Görsel kültür çalışmalarında öğrencilerin konuya ilişkin eleştirel sorgulamalar yapmaları yanında, Duncum’ın (2003) belirttiği gibi, görsel kültür çalışmalarında öğrencilerin yalnızca eleştirel düşünmeye ve sorgulamalara değil, bu sorgulamaların ürünlerine nasıl yansıdığı ile de ilgilenilmiştir.

Görme, gündelik bir alışkanlık olma niteliğini kolay kolay yitiremez. Bakma işlemini görmeye, görme işleminin de değerlendirmeye dönüştürebilmek, sadece, bu işlemlerde bulunanların yaşantılarını, yaşamlarını değerlendirme olarak tanımlanamaz. Aynı zamanda, görüntülerinde bir anlam, bir değer kazanmasını, hatta onlardaki anlamın, değerin ortaya çıkmasını, bulunmasını, belki de keşfedilmesini sağlar. Görülenlerin bakan için ne anlama geldiğini, nasıl bir ileti amaçladığını; bir savı, bir bildiriyi taşıyıp taşımadığını saptayabilmek, sadece bakanın tutum ve davranışlarını değil, görülenin değerini de dolaysız olarak etkileyecektir (Erinç, 1995).
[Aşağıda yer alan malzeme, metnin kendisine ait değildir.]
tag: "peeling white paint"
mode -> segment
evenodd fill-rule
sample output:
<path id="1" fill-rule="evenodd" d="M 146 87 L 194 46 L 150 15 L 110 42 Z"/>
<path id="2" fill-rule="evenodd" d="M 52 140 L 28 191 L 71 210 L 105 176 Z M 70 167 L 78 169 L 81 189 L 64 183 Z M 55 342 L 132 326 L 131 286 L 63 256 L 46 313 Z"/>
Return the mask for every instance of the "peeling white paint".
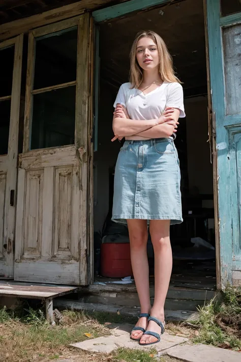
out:
<path id="1" fill-rule="evenodd" d="M 225 150 L 227 148 L 226 142 L 220 142 L 217 145 L 217 150 Z"/>

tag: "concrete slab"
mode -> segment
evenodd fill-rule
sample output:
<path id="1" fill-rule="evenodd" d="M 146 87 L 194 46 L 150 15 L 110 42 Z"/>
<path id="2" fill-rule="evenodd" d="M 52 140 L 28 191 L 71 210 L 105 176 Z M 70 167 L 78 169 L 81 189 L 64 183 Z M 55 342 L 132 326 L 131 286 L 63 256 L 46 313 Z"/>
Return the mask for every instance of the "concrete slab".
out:
<path id="1" fill-rule="evenodd" d="M 147 350 L 152 348 L 152 346 L 140 346 L 138 342 L 130 339 L 130 332 L 132 327 L 130 324 L 112 324 L 110 328 L 111 328 L 111 336 L 87 340 L 71 345 L 86 351 L 105 353 L 110 353 L 120 347 Z M 188 341 L 187 338 L 171 336 L 165 332 L 161 341 L 155 344 L 155 347 L 158 351 L 163 351 Z"/>
<path id="2" fill-rule="evenodd" d="M 187 362 L 240 362 L 241 353 L 203 344 L 176 346 L 165 351 L 170 357 Z"/>

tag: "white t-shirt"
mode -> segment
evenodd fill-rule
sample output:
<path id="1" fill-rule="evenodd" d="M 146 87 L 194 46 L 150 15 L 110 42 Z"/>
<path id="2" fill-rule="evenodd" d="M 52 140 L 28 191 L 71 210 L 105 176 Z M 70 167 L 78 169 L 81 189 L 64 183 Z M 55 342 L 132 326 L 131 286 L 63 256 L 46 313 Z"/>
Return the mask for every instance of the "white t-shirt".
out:
<path id="1" fill-rule="evenodd" d="M 133 120 L 157 119 L 167 107 L 177 108 L 179 117 L 186 117 L 183 102 L 183 87 L 179 83 L 164 81 L 147 94 L 137 88 L 131 89 L 131 83 L 123 84 L 114 103 L 124 105 Z"/>

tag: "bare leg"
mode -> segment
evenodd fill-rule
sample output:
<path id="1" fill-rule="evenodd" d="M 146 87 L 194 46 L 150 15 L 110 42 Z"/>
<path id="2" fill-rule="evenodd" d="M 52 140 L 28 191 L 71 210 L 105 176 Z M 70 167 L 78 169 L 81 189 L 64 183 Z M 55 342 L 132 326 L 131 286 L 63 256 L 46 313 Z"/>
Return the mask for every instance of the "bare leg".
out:
<path id="1" fill-rule="evenodd" d="M 131 265 L 138 294 L 141 313 L 149 313 L 150 301 L 149 290 L 149 266 L 146 244 L 148 233 L 146 220 L 127 220 L 131 246 Z M 136 326 L 145 328 L 147 318 L 140 318 Z M 139 339 L 143 332 L 133 331 L 131 337 Z"/>
<path id="2" fill-rule="evenodd" d="M 170 242 L 170 220 L 152 220 L 150 234 L 155 256 L 155 299 L 150 315 L 161 322 L 164 320 L 164 304 L 172 268 L 172 255 Z M 160 333 L 161 327 L 150 321 L 148 330 Z M 156 342 L 157 339 L 145 335 L 141 343 Z"/>

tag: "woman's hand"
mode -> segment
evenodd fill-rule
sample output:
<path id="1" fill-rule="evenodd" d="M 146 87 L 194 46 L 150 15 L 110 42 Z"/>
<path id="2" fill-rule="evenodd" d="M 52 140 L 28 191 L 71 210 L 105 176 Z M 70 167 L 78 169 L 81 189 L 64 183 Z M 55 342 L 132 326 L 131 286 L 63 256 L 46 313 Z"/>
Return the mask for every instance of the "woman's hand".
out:
<path id="1" fill-rule="evenodd" d="M 129 119 L 129 116 L 128 115 L 128 112 L 126 108 L 122 104 L 120 103 L 117 103 L 116 106 L 115 108 L 114 112 L 114 118 L 120 117 L 120 118 L 127 118 Z M 116 140 L 118 140 L 121 141 L 124 137 L 119 137 L 118 135 L 115 136 L 112 140 L 111 142 L 113 142 Z"/>
<path id="2" fill-rule="evenodd" d="M 177 128 L 177 125 L 179 124 L 179 122 L 178 120 L 176 121 L 176 117 L 175 117 L 174 108 L 172 107 L 166 108 L 163 114 L 159 117 L 159 120 L 160 121 L 160 124 L 167 123 L 168 124 L 170 124 L 174 127 L 175 129 L 173 132 L 176 132 L 177 131 L 176 128 Z"/>
<path id="3" fill-rule="evenodd" d="M 114 112 L 114 117 L 115 118 L 116 117 L 120 117 L 120 118 L 130 118 L 126 108 L 119 103 L 117 103 L 116 104 L 116 106 L 115 107 Z"/>

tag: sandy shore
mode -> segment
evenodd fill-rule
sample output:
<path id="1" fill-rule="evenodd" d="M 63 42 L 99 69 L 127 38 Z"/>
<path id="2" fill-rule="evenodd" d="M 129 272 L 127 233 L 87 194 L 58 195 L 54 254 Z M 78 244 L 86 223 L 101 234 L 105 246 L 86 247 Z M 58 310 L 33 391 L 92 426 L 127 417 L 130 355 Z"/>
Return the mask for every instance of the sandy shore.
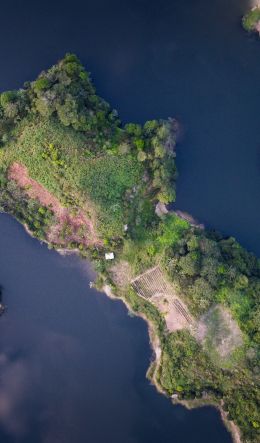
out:
<path id="1" fill-rule="evenodd" d="M 112 289 L 109 285 L 104 285 L 102 288 L 102 291 L 112 300 L 121 300 L 127 309 L 136 315 L 137 317 L 142 318 L 148 325 L 148 333 L 149 333 L 149 341 L 150 346 L 153 351 L 152 359 L 150 363 L 150 367 L 147 370 L 147 376 L 149 375 L 149 379 L 153 383 L 153 385 L 156 387 L 157 391 L 160 392 L 163 395 L 168 396 L 168 394 L 163 390 L 161 385 L 157 381 L 157 372 L 160 367 L 161 363 L 161 355 L 162 355 L 162 349 L 160 344 L 160 339 L 156 334 L 155 328 L 153 323 L 144 315 L 141 313 L 135 313 L 132 311 L 131 306 L 127 303 L 127 301 L 123 297 L 119 297 L 113 294 Z M 151 374 L 152 369 L 152 374 Z M 225 424 L 226 428 L 230 432 L 233 442 L 234 443 L 242 443 L 241 440 L 241 434 L 239 427 L 231 420 L 228 420 L 227 418 L 227 412 L 223 409 L 223 402 L 222 404 L 217 404 L 215 401 L 211 401 L 210 399 L 197 399 L 197 400 L 179 400 L 179 399 L 172 399 L 173 404 L 181 404 L 182 406 L 186 407 L 187 409 L 194 409 L 194 408 L 200 408 L 203 406 L 213 406 L 216 409 L 220 411 L 220 415 L 222 418 L 223 423 Z"/>

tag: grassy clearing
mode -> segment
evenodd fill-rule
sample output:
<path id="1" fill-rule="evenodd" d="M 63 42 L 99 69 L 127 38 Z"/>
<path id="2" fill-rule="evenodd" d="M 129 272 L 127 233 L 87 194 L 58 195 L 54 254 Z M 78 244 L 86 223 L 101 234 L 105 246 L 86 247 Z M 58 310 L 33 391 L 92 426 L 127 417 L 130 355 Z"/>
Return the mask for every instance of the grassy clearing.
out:
<path id="1" fill-rule="evenodd" d="M 242 19 L 243 27 L 246 31 L 256 31 L 256 25 L 260 21 L 260 8 L 256 7 L 244 15 Z"/>
<path id="2" fill-rule="evenodd" d="M 103 153 L 92 158 L 83 133 L 55 118 L 25 120 L 5 146 L 0 165 L 24 164 L 30 176 L 63 205 L 77 207 L 90 199 L 99 228 L 107 237 L 123 233 L 127 190 L 142 182 L 142 165 L 131 155 Z"/>

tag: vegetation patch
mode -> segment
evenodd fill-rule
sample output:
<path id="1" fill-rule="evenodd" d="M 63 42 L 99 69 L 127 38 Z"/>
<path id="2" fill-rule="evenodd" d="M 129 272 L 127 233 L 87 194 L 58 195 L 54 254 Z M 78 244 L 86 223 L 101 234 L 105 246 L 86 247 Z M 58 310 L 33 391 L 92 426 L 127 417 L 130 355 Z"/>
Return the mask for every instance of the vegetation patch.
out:
<path id="1" fill-rule="evenodd" d="M 259 16 L 250 14 L 243 23 L 251 30 Z M 153 323 L 162 352 L 150 373 L 160 388 L 179 400 L 224 402 L 243 440 L 257 443 L 259 260 L 232 237 L 156 214 L 158 203 L 175 200 L 177 132 L 171 118 L 123 126 L 67 54 L 23 89 L 0 95 L 0 208 L 52 246 L 90 257 L 101 287 L 109 284 Z M 160 285 L 167 282 L 157 305 L 131 286 L 151 268 L 161 270 Z M 157 297 L 158 281 L 143 283 Z M 192 327 L 170 326 L 170 303 L 172 315 L 203 319 L 201 340 Z"/>
<path id="2" fill-rule="evenodd" d="M 260 31 L 260 7 L 256 6 L 247 14 L 244 15 L 242 19 L 242 25 L 244 29 L 248 32 L 259 32 Z"/>

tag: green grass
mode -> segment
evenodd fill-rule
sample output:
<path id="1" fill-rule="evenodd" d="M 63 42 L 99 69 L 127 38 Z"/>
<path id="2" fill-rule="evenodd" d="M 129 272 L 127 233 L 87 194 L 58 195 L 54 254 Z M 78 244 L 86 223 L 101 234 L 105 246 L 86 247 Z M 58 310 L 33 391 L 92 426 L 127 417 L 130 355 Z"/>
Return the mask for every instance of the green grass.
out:
<path id="1" fill-rule="evenodd" d="M 85 162 L 81 171 L 80 188 L 96 204 L 100 229 L 107 237 L 123 233 L 128 223 L 126 208 L 131 206 L 131 196 L 125 199 L 126 191 L 134 196 L 134 187 L 142 177 L 141 164 L 130 155 L 102 156 Z"/>
<path id="2" fill-rule="evenodd" d="M 123 233 L 124 196 L 141 182 L 143 171 L 131 155 L 93 158 L 86 136 L 54 118 L 23 121 L 1 153 L 1 166 L 24 164 L 30 176 L 62 204 L 81 206 L 90 199 L 106 236 Z"/>
<path id="3" fill-rule="evenodd" d="M 260 8 L 254 8 L 244 15 L 242 19 L 243 27 L 246 31 L 251 32 L 255 30 L 255 25 L 260 20 Z"/>

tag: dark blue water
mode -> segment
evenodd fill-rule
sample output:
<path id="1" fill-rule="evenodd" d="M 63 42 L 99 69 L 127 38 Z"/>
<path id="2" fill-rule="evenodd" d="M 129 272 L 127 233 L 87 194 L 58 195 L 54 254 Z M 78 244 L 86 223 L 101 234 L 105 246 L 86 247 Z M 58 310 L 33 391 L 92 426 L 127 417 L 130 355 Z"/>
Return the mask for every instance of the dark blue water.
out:
<path id="1" fill-rule="evenodd" d="M 90 290 L 61 257 L 0 216 L 1 443 L 229 443 L 213 408 L 173 407 L 145 379 L 145 323 Z"/>
<path id="2" fill-rule="evenodd" d="M 0 89 L 76 52 L 123 121 L 175 116 L 176 206 L 260 254 L 260 42 L 245 0 L 1 3 Z M 230 442 L 211 408 L 145 380 L 146 326 L 88 289 L 87 269 L 0 217 L 1 443 Z"/>

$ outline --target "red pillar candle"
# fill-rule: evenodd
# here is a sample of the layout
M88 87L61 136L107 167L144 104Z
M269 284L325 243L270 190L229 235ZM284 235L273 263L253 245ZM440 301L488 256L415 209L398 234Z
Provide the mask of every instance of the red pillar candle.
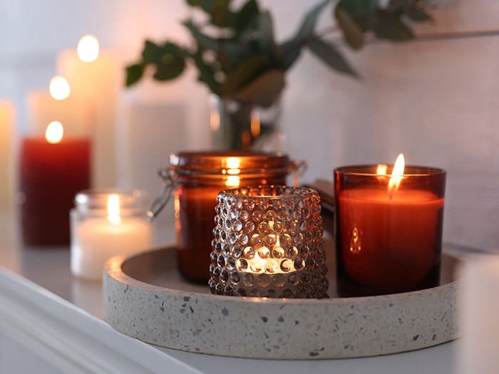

Görsel kültür ile yapılan öğretim programlarının sonuçlarında, günlük, sıradan bir yaşamda bakma işlemini, fiziksel bir kaçınılmazlık, ya da bir tepki olma durumundan çıkarabilmek, onu görmeye dönüştürmek, görüleni önce detayları ile bir bütün olarak yakalamak, sonrada detaylardan arındırmak esas varlık nedenini yakalayabilmek, yaşamı anlamlı hale getirebileceği gibi seçici olmayı da olanaklı kılacaktır.

Tavin ve Anderson’un (2003) görsel kültür çalışmaları ile öğrencilere afiş çalışmaları yaptırdıkları ve öyküler yazdırdıkları araştırmanın “çoğu öğrenci ürünlerinin, görsel olarak göz alıcı iken, içerik ve yazılı anlatımlarının çok daha zengin ve duygusal anlamlar taşıdığı” söylemişlerdir. Araştırmada da benzer verilere ulaşılmış öğrencilerin yazılı anlatımlarında daha zengin verilere ulaşılmıştır.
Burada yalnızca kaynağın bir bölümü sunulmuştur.